Harris - Intestinal Immunology Laboratory
Harris group L-R: Ms Roxanne Chatzis, Dr Tiffany Bouchery, Mr Solomon Silverstein (2019 Honours student), Professor Nicola Harris, Dr Mati Moyat, Ms Carmel Daunt, Dr Gillian Coakley
Professor Nicola Harris's main areas of research include type two immune responses with a particular focus on understanding their role in immune protection, physiology and wound repair/tissue regeneration both in health and following intestinal helminth infection. She is interested in three main questions:
- What are the mediators of protection against intestinal helminths? With approximately a third of the world's population infected with helminths (including endemic infection rates in Papa New Guinea and Australian aboriginal populations) the need for effective vaccines against these insidious parasites is clear.
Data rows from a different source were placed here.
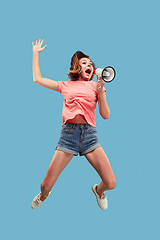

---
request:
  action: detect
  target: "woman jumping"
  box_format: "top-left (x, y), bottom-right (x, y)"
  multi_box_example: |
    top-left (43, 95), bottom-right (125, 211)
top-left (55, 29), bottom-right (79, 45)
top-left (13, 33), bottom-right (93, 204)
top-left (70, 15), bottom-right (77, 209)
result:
top-left (31, 39), bottom-right (116, 210)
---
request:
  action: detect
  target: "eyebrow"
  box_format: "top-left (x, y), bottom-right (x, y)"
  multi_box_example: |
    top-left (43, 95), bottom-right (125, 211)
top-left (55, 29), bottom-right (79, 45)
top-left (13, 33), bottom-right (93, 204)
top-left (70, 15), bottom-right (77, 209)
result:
top-left (82, 60), bottom-right (92, 64)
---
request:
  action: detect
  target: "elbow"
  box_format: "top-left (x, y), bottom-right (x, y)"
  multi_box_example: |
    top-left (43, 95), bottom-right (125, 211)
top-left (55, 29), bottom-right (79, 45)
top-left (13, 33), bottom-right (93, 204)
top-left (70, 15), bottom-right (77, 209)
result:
top-left (102, 115), bottom-right (110, 119)
top-left (101, 111), bottom-right (110, 119)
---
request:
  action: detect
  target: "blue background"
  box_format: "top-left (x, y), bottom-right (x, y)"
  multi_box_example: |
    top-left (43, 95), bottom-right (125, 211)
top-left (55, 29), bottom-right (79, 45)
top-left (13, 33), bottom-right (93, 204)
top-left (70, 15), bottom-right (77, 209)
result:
top-left (0, 0), bottom-right (160, 240)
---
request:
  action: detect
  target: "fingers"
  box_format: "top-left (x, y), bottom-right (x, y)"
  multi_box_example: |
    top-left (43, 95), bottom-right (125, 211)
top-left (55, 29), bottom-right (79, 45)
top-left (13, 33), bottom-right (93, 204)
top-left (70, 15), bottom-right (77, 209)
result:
top-left (97, 76), bottom-right (105, 89)
top-left (32, 38), bottom-right (47, 47)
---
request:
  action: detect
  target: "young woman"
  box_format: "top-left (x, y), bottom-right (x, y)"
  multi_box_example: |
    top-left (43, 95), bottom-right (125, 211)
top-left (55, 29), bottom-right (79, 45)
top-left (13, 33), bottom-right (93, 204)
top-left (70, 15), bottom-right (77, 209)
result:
top-left (32, 39), bottom-right (116, 210)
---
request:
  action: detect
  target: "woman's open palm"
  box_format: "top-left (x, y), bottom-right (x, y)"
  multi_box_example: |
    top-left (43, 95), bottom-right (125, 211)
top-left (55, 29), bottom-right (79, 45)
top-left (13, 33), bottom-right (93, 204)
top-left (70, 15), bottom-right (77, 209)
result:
top-left (32, 39), bottom-right (47, 53)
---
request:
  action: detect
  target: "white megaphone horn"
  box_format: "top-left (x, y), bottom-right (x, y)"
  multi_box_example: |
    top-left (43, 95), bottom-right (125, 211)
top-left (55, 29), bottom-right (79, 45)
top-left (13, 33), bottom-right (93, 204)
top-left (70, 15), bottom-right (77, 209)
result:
top-left (94, 66), bottom-right (116, 82)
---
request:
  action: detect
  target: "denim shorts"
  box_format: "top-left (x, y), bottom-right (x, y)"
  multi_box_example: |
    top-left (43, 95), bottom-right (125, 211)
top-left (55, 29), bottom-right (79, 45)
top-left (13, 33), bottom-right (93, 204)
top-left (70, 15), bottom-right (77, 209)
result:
top-left (56, 122), bottom-right (101, 156)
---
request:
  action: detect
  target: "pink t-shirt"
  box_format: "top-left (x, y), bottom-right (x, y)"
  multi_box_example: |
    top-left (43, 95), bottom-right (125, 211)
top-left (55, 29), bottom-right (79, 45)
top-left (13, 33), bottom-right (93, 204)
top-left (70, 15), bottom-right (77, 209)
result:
top-left (58, 80), bottom-right (106, 127)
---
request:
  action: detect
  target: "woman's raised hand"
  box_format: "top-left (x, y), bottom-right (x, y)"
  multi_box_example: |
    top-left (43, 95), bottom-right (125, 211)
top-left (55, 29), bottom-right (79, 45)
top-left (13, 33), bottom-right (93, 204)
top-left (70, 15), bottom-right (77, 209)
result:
top-left (32, 39), bottom-right (47, 54)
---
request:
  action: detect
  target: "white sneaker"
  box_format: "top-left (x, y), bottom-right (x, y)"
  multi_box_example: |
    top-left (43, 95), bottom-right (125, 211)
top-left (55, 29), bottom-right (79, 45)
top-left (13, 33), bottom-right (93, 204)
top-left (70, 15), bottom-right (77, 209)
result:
top-left (92, 184), bottom-right (108, 210)
top-left (31, 191), bottom-right (52, 209)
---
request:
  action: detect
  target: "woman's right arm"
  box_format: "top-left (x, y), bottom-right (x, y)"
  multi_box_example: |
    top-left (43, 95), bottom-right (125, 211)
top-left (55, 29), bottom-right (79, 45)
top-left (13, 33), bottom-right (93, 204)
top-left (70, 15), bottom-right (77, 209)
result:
top-left (32, 39), bottom-right (59, 91)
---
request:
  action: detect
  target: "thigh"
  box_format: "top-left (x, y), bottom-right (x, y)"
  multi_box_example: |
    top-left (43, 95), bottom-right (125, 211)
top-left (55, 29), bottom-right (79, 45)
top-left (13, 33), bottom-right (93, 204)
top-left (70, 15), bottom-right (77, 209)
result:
top-left (43, 150), bottom-right (73, 187)
top-left (85, 147), bottom-right (115, 183)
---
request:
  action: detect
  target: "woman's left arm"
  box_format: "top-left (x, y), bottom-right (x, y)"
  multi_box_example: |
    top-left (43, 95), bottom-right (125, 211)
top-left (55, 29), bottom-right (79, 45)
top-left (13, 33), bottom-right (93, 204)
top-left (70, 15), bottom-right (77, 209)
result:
top-left (97, 78), bottom-right (110, 119)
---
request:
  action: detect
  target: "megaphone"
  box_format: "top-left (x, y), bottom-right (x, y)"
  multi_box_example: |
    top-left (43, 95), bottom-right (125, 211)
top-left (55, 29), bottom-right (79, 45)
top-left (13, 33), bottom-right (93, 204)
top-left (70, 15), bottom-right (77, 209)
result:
top-left (94, 66), bottom-right (116, 83)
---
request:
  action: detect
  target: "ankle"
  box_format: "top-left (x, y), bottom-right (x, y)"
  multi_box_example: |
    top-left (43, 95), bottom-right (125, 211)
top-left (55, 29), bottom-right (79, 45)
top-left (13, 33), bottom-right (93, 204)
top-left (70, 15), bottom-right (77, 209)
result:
top-left (40, 193), bottom-right (48, 202)
top-left (96, 185), bottom-right (104, 197)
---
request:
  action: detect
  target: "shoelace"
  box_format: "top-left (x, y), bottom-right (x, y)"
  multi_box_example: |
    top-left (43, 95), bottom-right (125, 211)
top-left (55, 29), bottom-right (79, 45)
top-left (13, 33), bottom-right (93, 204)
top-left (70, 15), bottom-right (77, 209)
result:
top-left (35, 195), bottom-right (41, 205)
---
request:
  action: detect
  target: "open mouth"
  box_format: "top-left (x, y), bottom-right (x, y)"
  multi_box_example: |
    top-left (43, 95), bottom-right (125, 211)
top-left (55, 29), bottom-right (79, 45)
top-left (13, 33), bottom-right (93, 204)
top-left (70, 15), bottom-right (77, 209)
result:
top-left (85, 69), bottom-right (91, 75)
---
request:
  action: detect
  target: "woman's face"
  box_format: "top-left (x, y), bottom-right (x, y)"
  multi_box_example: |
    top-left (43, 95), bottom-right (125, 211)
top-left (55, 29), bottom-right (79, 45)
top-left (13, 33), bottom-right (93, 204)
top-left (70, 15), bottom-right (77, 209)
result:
top-left (79, 58), bottom-right (93, 81)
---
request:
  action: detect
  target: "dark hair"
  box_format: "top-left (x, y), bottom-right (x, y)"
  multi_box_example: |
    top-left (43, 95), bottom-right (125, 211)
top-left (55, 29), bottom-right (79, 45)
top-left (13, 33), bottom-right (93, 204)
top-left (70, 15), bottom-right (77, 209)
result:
top-left (68, 51), bottom-right (96, 81)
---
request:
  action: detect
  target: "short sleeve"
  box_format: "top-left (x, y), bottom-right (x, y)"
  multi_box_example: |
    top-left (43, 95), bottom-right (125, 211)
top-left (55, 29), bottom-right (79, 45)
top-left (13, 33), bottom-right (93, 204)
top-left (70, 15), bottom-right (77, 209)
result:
top-left (58, 81), bottom-right (63, 93)
top-left (96, 86), bottom-right (106, 96)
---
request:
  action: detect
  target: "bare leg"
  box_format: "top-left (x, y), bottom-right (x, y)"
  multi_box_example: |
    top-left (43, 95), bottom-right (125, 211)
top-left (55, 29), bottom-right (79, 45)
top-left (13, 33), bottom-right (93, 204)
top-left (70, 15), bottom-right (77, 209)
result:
top-left (85, 147), bottom-right (116, 196)
top-left (40, 150), bottom-right (73, 201)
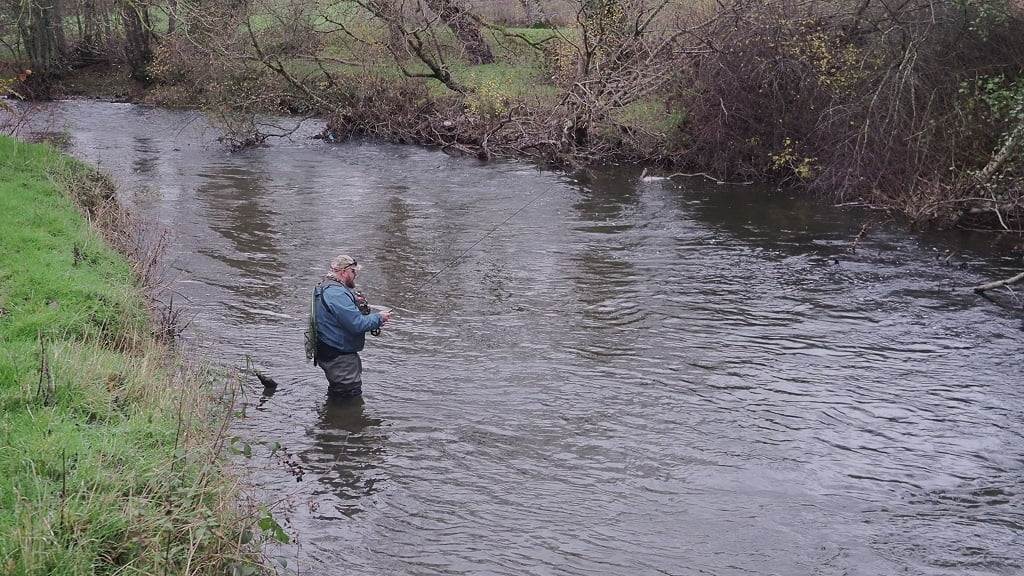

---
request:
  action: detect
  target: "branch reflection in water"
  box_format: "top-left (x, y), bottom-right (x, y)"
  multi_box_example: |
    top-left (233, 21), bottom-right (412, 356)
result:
top-left (301, 397), bottom-right (387, 520)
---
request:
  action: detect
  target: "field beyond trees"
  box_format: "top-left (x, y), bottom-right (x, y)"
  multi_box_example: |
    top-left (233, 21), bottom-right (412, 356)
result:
top-left (6, 0), bottom-right (1024, 235)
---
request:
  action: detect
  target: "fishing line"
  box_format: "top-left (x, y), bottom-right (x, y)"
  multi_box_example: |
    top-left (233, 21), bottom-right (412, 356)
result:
top-left (388, 182), bottom-right (558, 313)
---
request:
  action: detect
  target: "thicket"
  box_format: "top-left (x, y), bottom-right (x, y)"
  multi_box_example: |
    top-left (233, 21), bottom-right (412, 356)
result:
top-left (0, 0), bottom-right (1024, 234)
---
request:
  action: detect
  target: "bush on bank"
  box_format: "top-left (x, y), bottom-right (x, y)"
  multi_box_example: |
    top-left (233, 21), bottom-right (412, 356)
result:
top-left (0, 136), bottom-right (257, 576)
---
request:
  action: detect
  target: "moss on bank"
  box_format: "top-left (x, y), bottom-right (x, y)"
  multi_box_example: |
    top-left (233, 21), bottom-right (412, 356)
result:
top-left (0, 136), bottom-right (257, 575)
In building on our work on protective immunity we hope to aid in vaccine development.
- How does type 2 immunity promote tissue repair? Strikingly, our past work showed that the mechanisms providing protection against helminths also promote improved tissue repair. This response is essential to ensure the host survives the migration of these large multicellular parasites through tissues. However understanding the mechanisms involved also provides a unique opportunity to develop novel therapies for accelerating tissue repair following injury and thus will be immediately applicable to the clinic.
- Do alterations to intestinal microbiota following helminth infection alter host health? The microbiota plays a key role in regulating health. Our recent findings that helminth infection modulates the microbiota leading to reduced allergy and obesity provides an unprecedented opportunity to discover novel pro-biotics for use in the treatment of these diseases.
Research project: Type 2 immunity: a regulator of physiology, tissue repair and metabolism. NHMRC funded 2018-2022
Research Projects for Students
- Investigating immunity during “trickle” infection by helminth parasites
- Investigating the contribution of a newly identified myeloid cell gene - resistin-like gamma (mRetnlg) - during host immune responses.
- Targeting the blood feeding pathway of the hookworm parasites
- The role of the microbiota in the protection against re-infection with intestinal parasitic worms.